Equal and Inalienable Rights
Guiding Questions
- What are inalienable rights?
- What is the role of government in protecting natural rights?
- How did the Founders view liberty, justice, natural rights, and consent of the governed?
Objectives
- Students will analyze primary sources on the social contract theory: Hobbes’s The Leviathan, Locke’s Second Treatise of Civil Government, and the Declaration of Independence.
- Students will compare and contrast Hobbes and Locke.
Student Handouts
- Equal and Inalienable Rights Essay
- Handout A: Excerpts from Hobbes’s The Leviathan and from Locke’s Second Treatise of Civil Government
- Handout B: Comparing and Contrasting Hobbes and Locke
3 large classroom chart paper (for group work with markers)
- liberty
- justice
- natural rights
- Magna Carta
- tyranny
Have students read Equal and Inalienable Rights Essay.
Choose a few of the key terms to write on the board (or post to an interactive JamBoard or Padlet). Ask students to write the first words (or pictures) that come to mind when they first hear these words.
Divide the class into an even number of small groups. Give students Handout A: Excerpts from Hobbes’s The Leviathan and from Locke’s Second Treatise of Civil Government, and assign half of the small groups the excerpt from Hobbes and the other half the excerpt from Locke.
After students have had time to discuss and understand their assigned readings according to the instructions provided on the handout, pair each Hobbes group with a Locke group to compare and contrast the readings, and complete the comparison on Handout B: Comparing and Contrasting Hobbes and Locke.
(Optional) Teacher reads aloud the primary sources (Handout A). Instead of instructing students to conduct a close read of Hobbes and Locke first, the teacher models the syntax of the essay. It may help with student comprehension and analysis.
Debrief: Review tiered reading terms, key terms, guiding questions
Assessment: Students write which Enlightenment thinker (Hobbes or Locke) best describes the social contract theory and how this theory is essential in a republic.

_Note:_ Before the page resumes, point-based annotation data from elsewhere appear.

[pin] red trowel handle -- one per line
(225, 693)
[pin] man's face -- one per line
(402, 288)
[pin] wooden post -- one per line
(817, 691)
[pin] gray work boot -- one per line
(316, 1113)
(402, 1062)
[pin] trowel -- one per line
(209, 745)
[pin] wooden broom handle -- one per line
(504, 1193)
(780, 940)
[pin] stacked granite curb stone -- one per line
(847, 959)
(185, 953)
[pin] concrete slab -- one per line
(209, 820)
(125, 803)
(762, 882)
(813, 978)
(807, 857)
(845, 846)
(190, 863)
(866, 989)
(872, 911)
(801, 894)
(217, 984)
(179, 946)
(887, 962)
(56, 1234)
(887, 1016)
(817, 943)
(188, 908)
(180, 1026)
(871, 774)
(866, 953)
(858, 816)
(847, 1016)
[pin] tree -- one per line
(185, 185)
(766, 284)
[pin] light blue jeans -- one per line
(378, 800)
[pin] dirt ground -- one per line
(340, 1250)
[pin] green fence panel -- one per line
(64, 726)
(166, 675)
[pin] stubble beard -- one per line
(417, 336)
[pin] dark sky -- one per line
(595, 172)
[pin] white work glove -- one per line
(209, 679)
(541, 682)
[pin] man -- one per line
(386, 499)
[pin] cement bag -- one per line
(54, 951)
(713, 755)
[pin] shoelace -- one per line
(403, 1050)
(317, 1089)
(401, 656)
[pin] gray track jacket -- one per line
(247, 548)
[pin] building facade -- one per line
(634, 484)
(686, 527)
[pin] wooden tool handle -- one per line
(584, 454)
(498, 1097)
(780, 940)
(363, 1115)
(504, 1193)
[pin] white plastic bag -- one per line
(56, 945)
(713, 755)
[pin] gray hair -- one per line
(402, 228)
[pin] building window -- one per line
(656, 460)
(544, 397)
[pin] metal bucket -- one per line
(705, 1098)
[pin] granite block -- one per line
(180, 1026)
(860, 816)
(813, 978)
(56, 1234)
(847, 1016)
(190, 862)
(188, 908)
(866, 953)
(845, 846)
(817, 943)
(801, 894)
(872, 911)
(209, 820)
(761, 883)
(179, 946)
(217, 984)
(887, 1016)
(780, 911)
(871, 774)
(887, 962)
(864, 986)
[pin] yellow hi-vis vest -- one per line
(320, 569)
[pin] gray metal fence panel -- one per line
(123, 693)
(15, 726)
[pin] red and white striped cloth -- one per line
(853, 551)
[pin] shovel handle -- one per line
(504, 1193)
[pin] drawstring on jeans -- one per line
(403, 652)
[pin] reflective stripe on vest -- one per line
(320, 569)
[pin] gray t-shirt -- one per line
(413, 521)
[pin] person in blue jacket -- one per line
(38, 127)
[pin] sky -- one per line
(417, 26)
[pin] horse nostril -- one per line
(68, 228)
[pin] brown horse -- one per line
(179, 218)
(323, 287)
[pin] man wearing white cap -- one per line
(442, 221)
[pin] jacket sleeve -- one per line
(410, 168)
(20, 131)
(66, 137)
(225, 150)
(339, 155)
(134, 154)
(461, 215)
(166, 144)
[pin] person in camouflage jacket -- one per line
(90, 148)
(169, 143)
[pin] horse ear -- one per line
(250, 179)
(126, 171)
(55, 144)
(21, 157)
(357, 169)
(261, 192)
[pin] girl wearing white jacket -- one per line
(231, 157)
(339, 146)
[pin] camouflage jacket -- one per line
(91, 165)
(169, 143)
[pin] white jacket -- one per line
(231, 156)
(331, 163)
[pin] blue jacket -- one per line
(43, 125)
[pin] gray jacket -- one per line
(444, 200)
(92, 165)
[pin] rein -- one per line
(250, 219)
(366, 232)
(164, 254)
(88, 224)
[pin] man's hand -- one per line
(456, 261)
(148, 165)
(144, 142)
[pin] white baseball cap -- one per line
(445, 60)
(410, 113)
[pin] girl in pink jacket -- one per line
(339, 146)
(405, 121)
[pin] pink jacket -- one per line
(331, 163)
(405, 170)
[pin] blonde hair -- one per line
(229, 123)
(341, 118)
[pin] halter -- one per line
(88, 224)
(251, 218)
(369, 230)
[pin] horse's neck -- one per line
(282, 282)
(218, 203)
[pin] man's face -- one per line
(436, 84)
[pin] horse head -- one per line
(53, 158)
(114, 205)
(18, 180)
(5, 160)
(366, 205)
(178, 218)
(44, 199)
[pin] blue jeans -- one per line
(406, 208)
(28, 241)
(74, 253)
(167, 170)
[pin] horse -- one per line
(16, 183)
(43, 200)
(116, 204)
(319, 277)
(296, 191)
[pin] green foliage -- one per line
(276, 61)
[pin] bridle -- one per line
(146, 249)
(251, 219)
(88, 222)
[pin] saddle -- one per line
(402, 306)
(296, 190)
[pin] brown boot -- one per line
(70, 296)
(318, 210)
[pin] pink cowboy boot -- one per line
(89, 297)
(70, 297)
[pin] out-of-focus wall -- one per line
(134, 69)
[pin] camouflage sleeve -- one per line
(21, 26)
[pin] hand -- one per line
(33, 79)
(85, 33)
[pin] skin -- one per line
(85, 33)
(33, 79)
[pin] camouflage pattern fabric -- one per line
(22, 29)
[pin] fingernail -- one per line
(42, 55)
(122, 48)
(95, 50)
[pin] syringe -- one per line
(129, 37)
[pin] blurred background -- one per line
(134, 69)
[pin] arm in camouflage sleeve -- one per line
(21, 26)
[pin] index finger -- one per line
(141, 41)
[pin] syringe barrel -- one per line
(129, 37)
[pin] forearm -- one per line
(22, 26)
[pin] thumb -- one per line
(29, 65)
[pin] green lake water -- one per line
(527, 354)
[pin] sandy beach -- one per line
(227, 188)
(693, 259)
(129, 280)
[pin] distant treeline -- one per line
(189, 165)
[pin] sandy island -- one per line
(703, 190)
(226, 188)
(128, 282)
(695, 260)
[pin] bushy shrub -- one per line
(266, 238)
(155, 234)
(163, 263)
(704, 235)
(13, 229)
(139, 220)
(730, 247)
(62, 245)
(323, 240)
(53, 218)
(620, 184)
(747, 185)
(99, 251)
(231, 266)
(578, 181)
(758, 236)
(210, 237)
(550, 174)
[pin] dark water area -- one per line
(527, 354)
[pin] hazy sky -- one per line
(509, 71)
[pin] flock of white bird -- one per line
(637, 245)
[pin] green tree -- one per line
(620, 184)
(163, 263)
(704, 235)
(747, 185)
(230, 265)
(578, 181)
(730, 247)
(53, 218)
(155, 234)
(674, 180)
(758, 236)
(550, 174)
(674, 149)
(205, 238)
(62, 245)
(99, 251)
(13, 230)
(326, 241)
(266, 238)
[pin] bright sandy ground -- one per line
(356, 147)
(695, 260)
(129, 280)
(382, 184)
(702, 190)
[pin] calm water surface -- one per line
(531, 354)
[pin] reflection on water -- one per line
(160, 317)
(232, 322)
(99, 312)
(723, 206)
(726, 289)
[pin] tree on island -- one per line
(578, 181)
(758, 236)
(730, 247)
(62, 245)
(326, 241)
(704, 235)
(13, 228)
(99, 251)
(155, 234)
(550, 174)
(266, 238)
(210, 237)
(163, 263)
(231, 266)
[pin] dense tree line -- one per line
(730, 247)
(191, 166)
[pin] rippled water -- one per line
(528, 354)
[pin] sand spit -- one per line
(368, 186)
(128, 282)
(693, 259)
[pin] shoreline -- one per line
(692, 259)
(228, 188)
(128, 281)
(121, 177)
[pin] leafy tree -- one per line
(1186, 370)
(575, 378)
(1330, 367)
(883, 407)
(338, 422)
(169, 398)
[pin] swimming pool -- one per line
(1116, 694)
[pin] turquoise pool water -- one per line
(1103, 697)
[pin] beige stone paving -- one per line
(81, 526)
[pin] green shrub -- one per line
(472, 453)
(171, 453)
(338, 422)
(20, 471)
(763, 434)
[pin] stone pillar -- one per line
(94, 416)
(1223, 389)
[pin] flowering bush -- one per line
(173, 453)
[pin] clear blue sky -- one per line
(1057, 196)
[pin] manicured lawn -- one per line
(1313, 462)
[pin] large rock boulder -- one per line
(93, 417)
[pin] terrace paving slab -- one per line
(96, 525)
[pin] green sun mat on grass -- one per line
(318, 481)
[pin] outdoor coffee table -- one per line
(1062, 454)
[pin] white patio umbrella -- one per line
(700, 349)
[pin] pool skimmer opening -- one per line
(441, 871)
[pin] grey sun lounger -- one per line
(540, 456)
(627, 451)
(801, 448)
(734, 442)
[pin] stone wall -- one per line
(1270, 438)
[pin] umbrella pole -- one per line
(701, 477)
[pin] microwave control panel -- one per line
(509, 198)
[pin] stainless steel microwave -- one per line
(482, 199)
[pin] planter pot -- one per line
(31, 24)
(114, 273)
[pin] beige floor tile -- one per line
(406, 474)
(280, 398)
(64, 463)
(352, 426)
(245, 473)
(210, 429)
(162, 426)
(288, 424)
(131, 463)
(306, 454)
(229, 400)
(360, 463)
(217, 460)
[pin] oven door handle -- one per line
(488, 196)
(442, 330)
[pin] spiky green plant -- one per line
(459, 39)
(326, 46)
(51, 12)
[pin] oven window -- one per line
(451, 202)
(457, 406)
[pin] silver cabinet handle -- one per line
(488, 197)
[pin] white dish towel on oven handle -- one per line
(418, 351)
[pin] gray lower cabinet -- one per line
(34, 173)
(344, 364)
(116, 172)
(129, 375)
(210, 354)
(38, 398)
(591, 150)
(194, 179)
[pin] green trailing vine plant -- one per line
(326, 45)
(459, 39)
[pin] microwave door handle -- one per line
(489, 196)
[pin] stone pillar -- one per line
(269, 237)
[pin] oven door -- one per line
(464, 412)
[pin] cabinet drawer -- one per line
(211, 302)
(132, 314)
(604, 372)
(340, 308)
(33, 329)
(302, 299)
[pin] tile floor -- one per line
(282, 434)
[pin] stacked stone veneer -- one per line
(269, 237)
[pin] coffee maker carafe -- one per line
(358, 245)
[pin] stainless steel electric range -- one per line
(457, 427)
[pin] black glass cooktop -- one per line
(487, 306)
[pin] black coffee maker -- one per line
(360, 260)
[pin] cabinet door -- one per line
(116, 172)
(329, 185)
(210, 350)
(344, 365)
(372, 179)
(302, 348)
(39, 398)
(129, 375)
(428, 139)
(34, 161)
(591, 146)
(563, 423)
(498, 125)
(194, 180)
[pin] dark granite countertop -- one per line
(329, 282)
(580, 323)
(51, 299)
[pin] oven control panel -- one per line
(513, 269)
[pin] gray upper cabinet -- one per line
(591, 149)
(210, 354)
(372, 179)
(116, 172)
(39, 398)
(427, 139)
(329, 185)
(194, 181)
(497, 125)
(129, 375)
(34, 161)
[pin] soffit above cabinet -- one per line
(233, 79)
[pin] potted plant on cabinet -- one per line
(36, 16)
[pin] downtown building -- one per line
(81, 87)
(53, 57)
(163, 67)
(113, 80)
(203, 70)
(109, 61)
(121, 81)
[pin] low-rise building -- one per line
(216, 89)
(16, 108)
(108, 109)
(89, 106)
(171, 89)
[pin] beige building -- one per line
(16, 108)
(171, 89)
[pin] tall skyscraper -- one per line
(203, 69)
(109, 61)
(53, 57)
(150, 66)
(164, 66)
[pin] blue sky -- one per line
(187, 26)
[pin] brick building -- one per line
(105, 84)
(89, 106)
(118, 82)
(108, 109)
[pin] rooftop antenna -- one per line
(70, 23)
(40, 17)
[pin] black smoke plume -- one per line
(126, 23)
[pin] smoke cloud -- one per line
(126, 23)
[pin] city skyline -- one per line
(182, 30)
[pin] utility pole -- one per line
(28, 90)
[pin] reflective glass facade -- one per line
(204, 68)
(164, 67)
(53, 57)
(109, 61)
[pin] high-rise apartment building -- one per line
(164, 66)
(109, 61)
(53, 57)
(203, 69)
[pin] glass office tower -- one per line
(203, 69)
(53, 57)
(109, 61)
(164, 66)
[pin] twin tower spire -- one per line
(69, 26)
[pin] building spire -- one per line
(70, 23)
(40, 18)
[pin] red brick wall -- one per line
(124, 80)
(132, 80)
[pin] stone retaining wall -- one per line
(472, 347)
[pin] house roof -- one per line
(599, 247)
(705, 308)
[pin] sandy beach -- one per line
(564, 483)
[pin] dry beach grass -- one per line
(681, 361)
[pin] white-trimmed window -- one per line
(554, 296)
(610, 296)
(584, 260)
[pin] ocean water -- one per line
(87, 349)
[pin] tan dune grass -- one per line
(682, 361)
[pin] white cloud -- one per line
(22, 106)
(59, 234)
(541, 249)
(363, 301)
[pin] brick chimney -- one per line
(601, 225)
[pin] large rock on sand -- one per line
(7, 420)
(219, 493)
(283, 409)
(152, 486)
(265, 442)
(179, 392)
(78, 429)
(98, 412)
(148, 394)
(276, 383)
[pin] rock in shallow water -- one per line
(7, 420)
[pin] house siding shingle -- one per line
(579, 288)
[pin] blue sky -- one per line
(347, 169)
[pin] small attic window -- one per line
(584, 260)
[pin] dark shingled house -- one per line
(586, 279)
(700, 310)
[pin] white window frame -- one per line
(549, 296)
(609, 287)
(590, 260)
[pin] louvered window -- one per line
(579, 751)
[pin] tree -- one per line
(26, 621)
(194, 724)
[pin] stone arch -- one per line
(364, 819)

Choose one of the videos listed below and write a few paragraphs of what you learned and how it applies to government.
- BRI Constitutional Principles: Consent of the Governed
- BRI Tenth Period | What Do We Owe Each Other? Social Contract Theory from Past to Present
- National Constitution Center Constitution 101
- Thomas Hobbes and John Locke: Two Philosophers Compared (Tom Richey)
- World Library Foundation “Two Treatises of Government” by John Locke
- World Library Foundation “Leviathan” by Thomas Hobbes
- The Fraser Institute Essential John Locke: The Right to Property
Create a flyer to promote Hobbes or Locke.
Draw a picture or create a song that informs Hobbes or Locke’s social contract theory.